Hébert: Finding Bernier a role may not be easy

One of Andrew Scheer’s first and most delicate assignments as Conservative leader will be to find a proper place in his team for runner-up Maxime Bernier. That may be easier said than done.

That Scheer has an interest in keeping Bernier happy is not really debatable.

The Beauce MP may not have a lot of diehard fans in the Conservative caucus. But the fact remains that about one in two party members supported Bernier for the leadership, including a majority in Alberta and Quebec.

In Bernier’s home province, the big news out of Saturday’s leadership vote was his defeat, not Scheer’s victory.

Bernier is one of the party’s most valuable players on the fundraising circuit. None of his caucus rivals, including Scheer, came close to matching the amount of money his campaign collected over the past year.

By all accounts he will not be an easy fit for one of the leading economic critic roles. Beyond his understandable disappointment at the outcome of the leadership vote, Bernier has never been good at following a party script.

This is a politician who has admitted to having had decidedly mixed feelings about being assigned the prestigious foreign affairs post in Stephen Harper’s government.

Bernier would rather have had a portfolio that allowed him a larger measure of independence from the Prime Minister’s Office. And in his time out of the cabinet, he did not always toe the government line.

He has also spent the past year promoting policies that are unlikely to be part of Scheer’s election game plan.

Would, for instance, the new Conservative leader want a finance critic who would like the federal government to replace the health transfer with tax points so as to leave the future of medicare entirely at the discretion of the provinces?

And who would push for the federal approach to equalization to be revisited so as to give the have-not provinces more “incentives” to grow their economies?

The party spent the Harper decade ensuring that it did not get labelled an advocate of a two-tier health-care system. And few issues have more potential to bring the political class of Atlantic Canada to the barricades than a debate over equalization.

Or would Scheer, whose victory was facilitated by a lobby of dairy farmers, be comfortable with Bernier as an international trade critic, after the latter has urged Canada, on the record, to do away with its supply management system in exchange for a deal with the U.S. on softwood lumber?

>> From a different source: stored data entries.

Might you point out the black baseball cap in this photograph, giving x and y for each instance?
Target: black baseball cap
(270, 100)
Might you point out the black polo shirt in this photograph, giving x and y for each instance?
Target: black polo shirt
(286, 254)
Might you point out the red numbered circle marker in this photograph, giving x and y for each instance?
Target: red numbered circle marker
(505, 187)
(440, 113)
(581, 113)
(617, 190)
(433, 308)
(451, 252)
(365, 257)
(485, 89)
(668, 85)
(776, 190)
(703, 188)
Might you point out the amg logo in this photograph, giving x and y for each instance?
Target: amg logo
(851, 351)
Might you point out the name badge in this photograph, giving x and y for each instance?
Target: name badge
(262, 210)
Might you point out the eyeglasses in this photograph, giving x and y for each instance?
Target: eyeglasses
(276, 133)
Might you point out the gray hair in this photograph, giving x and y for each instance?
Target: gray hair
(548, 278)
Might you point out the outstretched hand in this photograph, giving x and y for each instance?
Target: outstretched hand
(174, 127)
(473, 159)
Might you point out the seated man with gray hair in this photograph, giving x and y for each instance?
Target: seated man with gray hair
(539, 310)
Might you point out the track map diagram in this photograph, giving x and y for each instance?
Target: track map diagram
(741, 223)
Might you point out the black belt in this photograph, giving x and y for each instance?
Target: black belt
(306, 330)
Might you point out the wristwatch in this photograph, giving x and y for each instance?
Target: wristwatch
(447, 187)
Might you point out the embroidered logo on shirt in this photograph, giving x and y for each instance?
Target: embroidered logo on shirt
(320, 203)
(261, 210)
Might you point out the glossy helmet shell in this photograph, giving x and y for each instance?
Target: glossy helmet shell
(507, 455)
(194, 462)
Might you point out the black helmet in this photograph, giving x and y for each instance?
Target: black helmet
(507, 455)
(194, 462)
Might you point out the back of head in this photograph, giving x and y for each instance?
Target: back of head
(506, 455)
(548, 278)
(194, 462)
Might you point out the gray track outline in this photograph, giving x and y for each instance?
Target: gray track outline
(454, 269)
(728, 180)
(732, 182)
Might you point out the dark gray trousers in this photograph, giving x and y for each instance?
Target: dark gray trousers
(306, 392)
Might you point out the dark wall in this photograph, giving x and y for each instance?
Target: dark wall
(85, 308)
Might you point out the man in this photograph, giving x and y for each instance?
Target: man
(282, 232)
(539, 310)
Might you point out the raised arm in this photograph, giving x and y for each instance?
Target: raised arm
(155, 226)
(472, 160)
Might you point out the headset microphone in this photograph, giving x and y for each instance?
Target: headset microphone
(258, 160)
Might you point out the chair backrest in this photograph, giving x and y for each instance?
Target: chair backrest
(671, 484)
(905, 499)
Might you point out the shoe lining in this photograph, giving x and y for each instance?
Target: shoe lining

Could Bernier serve as industry critic if his long-held contention that the federal government should get out of corporate welfare is not Conservative policy? At the time of the global financial crisis, Harper’s decision to bail out the Ontario auto industry went a long way to pave the road to a Conservative majority in the 2011 election. And Bombardier, for all its woes, is still an apple of the eye of many Quebec voters.

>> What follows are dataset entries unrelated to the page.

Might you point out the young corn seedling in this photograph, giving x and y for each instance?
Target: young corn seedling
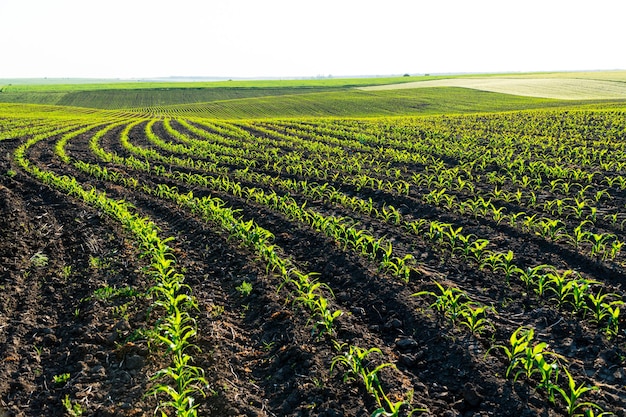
(474, 316)
(356, 361)
(552, 229)
(519, 343)
(506, 265)
(571, 396)
(449, 301)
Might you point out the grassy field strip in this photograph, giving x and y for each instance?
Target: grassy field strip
(555, 88)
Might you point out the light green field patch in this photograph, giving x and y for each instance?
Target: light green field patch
(556, 88)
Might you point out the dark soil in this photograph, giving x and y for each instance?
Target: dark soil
(258, 351)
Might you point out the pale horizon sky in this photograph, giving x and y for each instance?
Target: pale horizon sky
(290, 38)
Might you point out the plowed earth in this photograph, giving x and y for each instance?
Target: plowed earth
(258, 351)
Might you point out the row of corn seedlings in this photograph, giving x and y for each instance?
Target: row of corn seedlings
(306, 290)
(181, 381)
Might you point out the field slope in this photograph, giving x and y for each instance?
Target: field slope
(421, 265)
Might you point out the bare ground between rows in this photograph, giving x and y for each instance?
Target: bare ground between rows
(55, 253)
(324, 260)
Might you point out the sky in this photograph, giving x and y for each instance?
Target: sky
(304, 38)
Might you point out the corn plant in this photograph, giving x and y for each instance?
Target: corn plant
(571, 397)
(356, 362)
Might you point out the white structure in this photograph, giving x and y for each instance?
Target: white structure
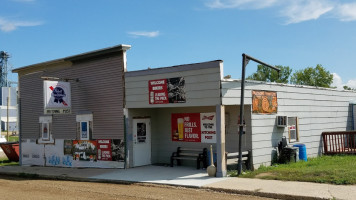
(9, 110)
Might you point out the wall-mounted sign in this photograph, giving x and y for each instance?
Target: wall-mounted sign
(57, 97)
(85, 150)
(164, 91)
(264, 102)
(194, 127)
(104, 150)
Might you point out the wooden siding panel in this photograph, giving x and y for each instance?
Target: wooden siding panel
(99, 90)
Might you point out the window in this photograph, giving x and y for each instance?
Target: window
(45, 132)
(293, 130)
(84, 125)
(84, 130)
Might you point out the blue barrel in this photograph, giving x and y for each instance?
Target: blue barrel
(302, 151)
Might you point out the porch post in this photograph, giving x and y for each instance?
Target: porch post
(220, 141)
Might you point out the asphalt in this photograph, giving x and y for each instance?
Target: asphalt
(189, 177)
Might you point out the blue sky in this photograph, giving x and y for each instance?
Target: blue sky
(294, 33)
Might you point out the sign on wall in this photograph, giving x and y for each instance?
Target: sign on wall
(104, 150)
(57, 97)
(194, 127)
(164, 91)
(264, 102)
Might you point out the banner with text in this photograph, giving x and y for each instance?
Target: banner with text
(194, 127)
(164, 91)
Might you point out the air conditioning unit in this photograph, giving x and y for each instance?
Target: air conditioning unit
(282, 121)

One job Bernier is unlikely to be vying for is that of Quebec lieutenant. He has never had much of a collegial relationship with his Quebec colleagues, and he is a polarizing figure in his home province.

The quasi-certainty that his former rival will not want the lead political role in Quebec should come as a relief to Scheer, for rarely has a Conservative leader had more need for a bridge-building lieutenant.

The new leader’s profile in Quebec is virtually non-existent. His social conservative roots will not stand him in good stead in a province whose collective take on issues, such as abortion rights, same-sex marriage and medically assisted suicide, is decidedly liberal.

The notion that Scheer is a smiling version of Harper will do little to commend him to an electorate that has consistently given the former prime minister and his policies the cold shoulder.

The Conservatives may have won a majority government in 2011 with only minimal Quebec support, but that was back in the days when the province had soured on the Liberals.

Over the Harper years, the Bloc Québécois, and then the New Democrats, dominated the province. Today the first is in an irreversible tailspin and the second is about to trade a leader with a big Quebec profile for a successor with a much smaller one.

If the Conservatives want to return to power, they must prevent Justin Trudeau from rebuilding the Quebec fortress that ensured his father’s political longevity.

On that score Scheer has his work cut out for him.

The last Léger Marketing poll, done shortly before the leadership vote, gave the Liberals a 40-point lead on the Conservatives in Quebec.

The gap increased by three points under the tentative scenario of a Scheer leadership victory.

Chantal Hébert is a national affairs writer.